Fourth stage: In the 1980s, parallel computers and distributed systems emerged, along with languages and compilers that support parallel and distributed computing, such as Ada, Prolog, ML, etc. Compilation technology began to consider the parallel and distribution capabilities of programs.
Fifth stage: In the 1990s, new platforms such as the Internet and mobile devices emerged, along with languages and compilers that support cross-platform and dynamic features, such as Java, C#, Python, etc. Compilation technology began to focus on the security and efficiency of programs.
Sixth stage: In the first decade of the 21st century, the Torch framework led by Lua emerged to address the explosive emergence of AI applications and AI algorithm research, followed by the introduction of AI frameworks such as TensorFlow, PyTorch, MindSpore, Paddle, etc. With the development of AI frameworks and the AI industry, AI compilers such as AKG and MLIR have emerged.

The Competition of Traditional Compilers#

Currently, mainstream classic open-source compilers like LLVM and GCC are usually divided into three parts: front-end (frontEnd), optimizer (Optimizer), and back-end (backEnd).

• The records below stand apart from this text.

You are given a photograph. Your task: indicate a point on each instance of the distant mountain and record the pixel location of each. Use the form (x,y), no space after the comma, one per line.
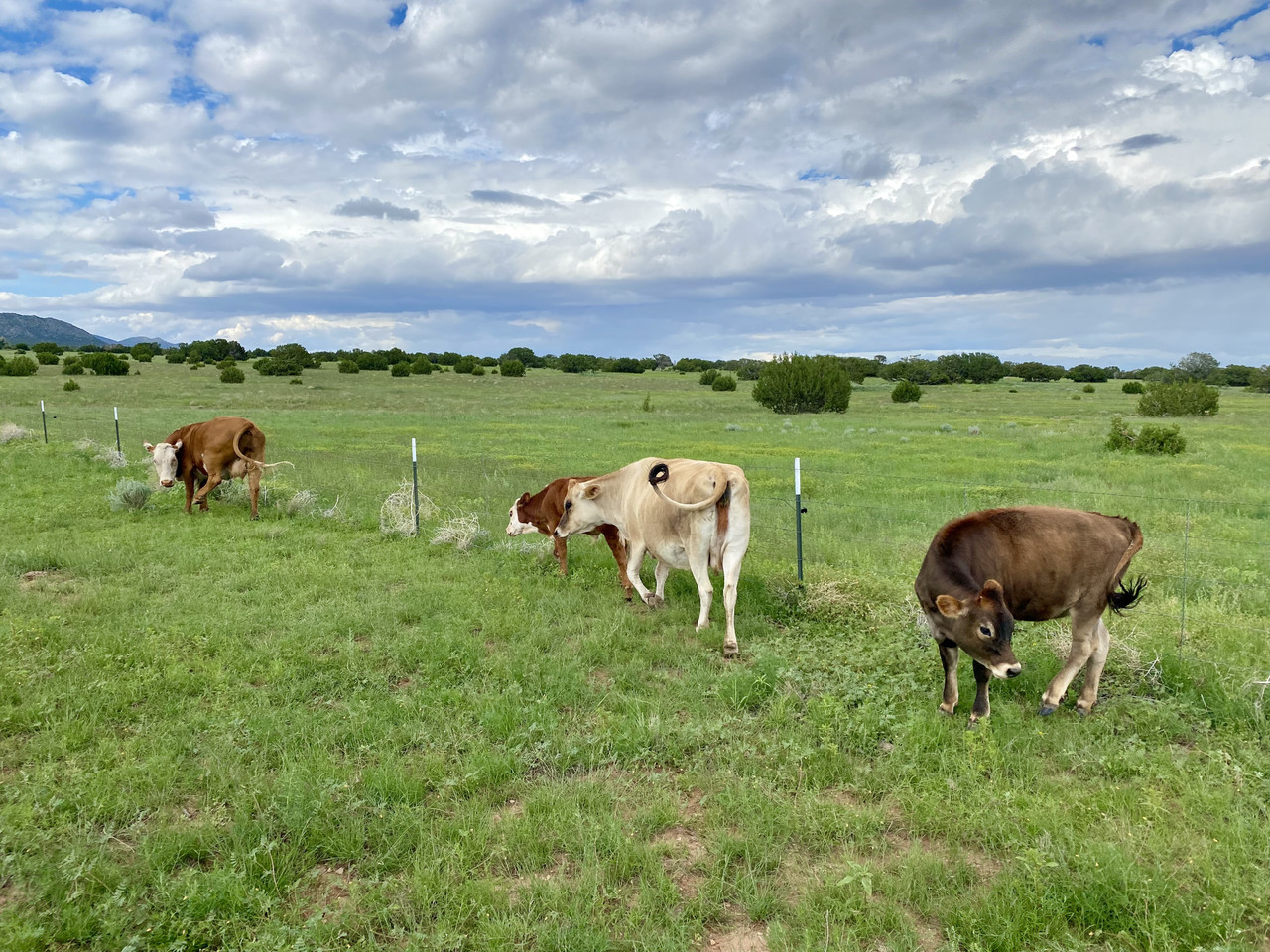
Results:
(28,329)
(160,341)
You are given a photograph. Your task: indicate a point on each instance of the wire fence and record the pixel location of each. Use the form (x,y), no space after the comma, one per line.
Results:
(1206,560)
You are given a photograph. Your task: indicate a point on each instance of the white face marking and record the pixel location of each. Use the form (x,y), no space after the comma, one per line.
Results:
(515,527)
(166,461)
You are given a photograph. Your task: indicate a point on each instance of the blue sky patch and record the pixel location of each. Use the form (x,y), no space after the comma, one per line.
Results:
(1187,41)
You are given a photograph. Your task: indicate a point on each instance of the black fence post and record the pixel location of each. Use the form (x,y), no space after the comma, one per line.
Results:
(798,513)
(414,474)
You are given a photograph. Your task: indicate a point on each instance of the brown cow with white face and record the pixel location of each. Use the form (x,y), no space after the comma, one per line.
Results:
(208,453)
(711,531)
(985,570)
(541,513)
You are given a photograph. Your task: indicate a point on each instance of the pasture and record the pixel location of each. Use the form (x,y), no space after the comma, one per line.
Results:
(304,734)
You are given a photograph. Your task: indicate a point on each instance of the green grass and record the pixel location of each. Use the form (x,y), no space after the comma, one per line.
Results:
(303,734)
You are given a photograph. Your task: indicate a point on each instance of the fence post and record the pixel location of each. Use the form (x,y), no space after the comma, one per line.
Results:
(414,476)
(1182,630)
(798,513)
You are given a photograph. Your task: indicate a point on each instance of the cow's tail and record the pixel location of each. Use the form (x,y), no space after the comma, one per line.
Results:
(244,457)
(661,472)
(1124,595)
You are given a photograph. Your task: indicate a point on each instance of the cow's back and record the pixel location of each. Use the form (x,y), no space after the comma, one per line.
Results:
(1046,558)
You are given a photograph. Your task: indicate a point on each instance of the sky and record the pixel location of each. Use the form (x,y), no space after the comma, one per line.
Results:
(1070,181)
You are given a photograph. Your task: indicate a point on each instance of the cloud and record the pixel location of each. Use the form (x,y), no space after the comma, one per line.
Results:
(513,198)
(375,208)
(1137,144)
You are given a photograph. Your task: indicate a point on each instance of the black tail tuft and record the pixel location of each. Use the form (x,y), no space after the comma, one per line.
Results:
(1128,594)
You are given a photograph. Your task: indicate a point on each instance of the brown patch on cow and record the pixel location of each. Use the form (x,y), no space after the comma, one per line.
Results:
(684,851)
(325,892)
(735,934)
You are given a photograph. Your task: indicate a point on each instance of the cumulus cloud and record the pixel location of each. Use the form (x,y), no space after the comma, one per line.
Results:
(693,175)
(375,208)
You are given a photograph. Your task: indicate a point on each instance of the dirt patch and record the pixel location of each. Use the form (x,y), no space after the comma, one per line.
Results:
(684,852)
(325,892)
(509,810)
(737,936)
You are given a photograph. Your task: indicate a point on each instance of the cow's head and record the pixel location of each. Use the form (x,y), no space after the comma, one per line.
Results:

Front-End: Mainly responsible for lexical and syntax analysis, converting source code into an abstract syntax tree, dividing the program into basic components, checking the syntax, semantics, and grammar of the code, and then generating intermediate code.
Optimizer: The optimizer optimizes the intermediate code obtained based on the front-end (such as removing redundant code, eliminating sub-expressions, etc.), making the code more efficient.
Back-end: The back-end generates target code from the already optimized intermediate code, converting it into code optimizers and code generators.

Type	GCC	Clang/LLVM
License	GNU GPL	Apache 2.0
Code Modularity	Integrated architecture	Modular
Supported Platforms	Unix, Windows, MAC	Unix, MAC
Code Generation	Efficient, with many compiler options available	Efficient, LLVM back-end uses SSA form
Language Independent Type System	No	Yes
Build Tools	Make Base	CMake
Parser	Originally used Bison LR, now changed to recursive descent parser	Handwritten recursive descent parser
Linker	LD	lld
Debugger	GDB	LLDB

Summary#

Compilation technology is a gem in computer science, as a core technology in foundational software.
Compilers can recognize vocabulary, sentences, and various specific formats and data structures in high-level language program code.
The compilation process is the conversion of source code programs into binary code that machines can recognize.
Traditional compilers are usually divided into three parts: front-end (frontEnd), optimizer (Optimizer), and back-end (backEnd).